Yesterday, before they started writing on the topic of true character, I showed them my brief piece on a related passage from Hamlet, the story we are studying.  They were asked how Hamlet’s “rogue and peasant slave” soliloquy helps determine the level of his genuineness in telling Rosencrantz and Guildenstern that he has lost all of his mirth.  I projected, and posted online, my short analysis of the structure of this lost-mirth speech (2.2.278 ff.).  The sample also show students various ways to punctuate the inclusion of quotations.  Enjoy this draft–a draft, mind you.  To present empathetic models, we occasionally need to show drafts.  This reminds some students that we do not have to be perfect always.

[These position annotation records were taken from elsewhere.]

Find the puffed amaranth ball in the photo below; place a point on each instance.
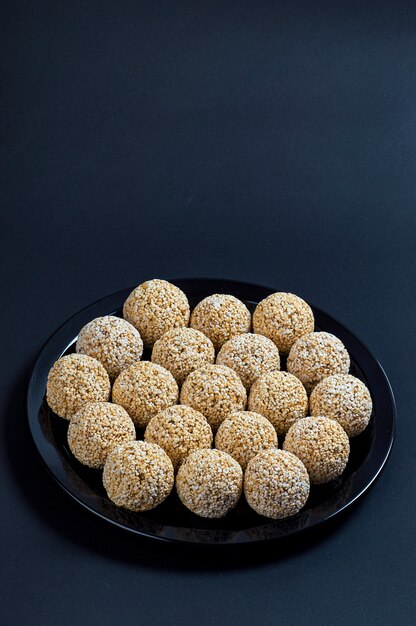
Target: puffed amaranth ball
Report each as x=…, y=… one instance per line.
x=144, y=389
x=250, y=356
x=283, y=318
x=243, y=434
x=221, y=317
x=344, y=398
x=155, y=307
x=112, y=341
x=73, y=381
x=209, y=483
x=316, y=356
x=281, y=398
x=96, y=429
x=138, y=476
x=276, y=484
x=215, y=391
x=179, y=430
x=183, y=350
x=321, y=444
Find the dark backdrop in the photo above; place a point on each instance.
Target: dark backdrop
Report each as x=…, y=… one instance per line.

Heaven and Earth: the structure of Hamlet’s lost-mirth speech

When Hamlet explains to R & G the likely reasons for their being sent by Claudius to test him, he structures his speech in an hourglass shape.  At the top of his speech, he begins with this broad (general) statement: “I have of late . . . lost all my mirth” (2.2.280).  From there he moves into a specific demonstration of this lost joy, in order to show how deep is his despair.  “This goodly frame, the earth” seems to him “a sterile promontory” (2.2.282-3).  In this section of the speech, he expounds on the beautiful majesty of the heavens.  This paean to the skies leads to the majesty of mankind.  Here lies the hinge.  As the lower part of the hourglass descends, Hamlet exclaims, “What a piece of work is man.  How noble in reason” (2.2.286-7).  As above, he finds several ways to express the glories of human beings.  Alas, at the bottom of the glass, he returns to another broad statement: “Man delights not me” (2.2.290).  Even this magnificent creature mankind brings him no joy; he can find no light in his dark world.  Everything has fallen to the bottom, where it lies still and sterile.

POSTSCRIPT:

In another class, students are examining specific ways in which Julia Alvarez humanizes the Mirabal sisters, legendary heroines in her Dominican novel, In the Time of the Butterflies.  More than one student has argued that showing a character in her moments of unguarded emotion brings her to life, down from her legendary pedestal.  Alvarez shows the sisters struggling to make decisions, reacting to making mistakes and needing to care for other people.  I believe that we humanize our teaching, and therefore the learning process, when we show students this side of us.  Projecting our version of an assignment can move us this direction.  To borrow from the Hamlet exercise above, such movement shows our true character, which, in turn, encourages students to do the same.  This seems like a fair exchange to me.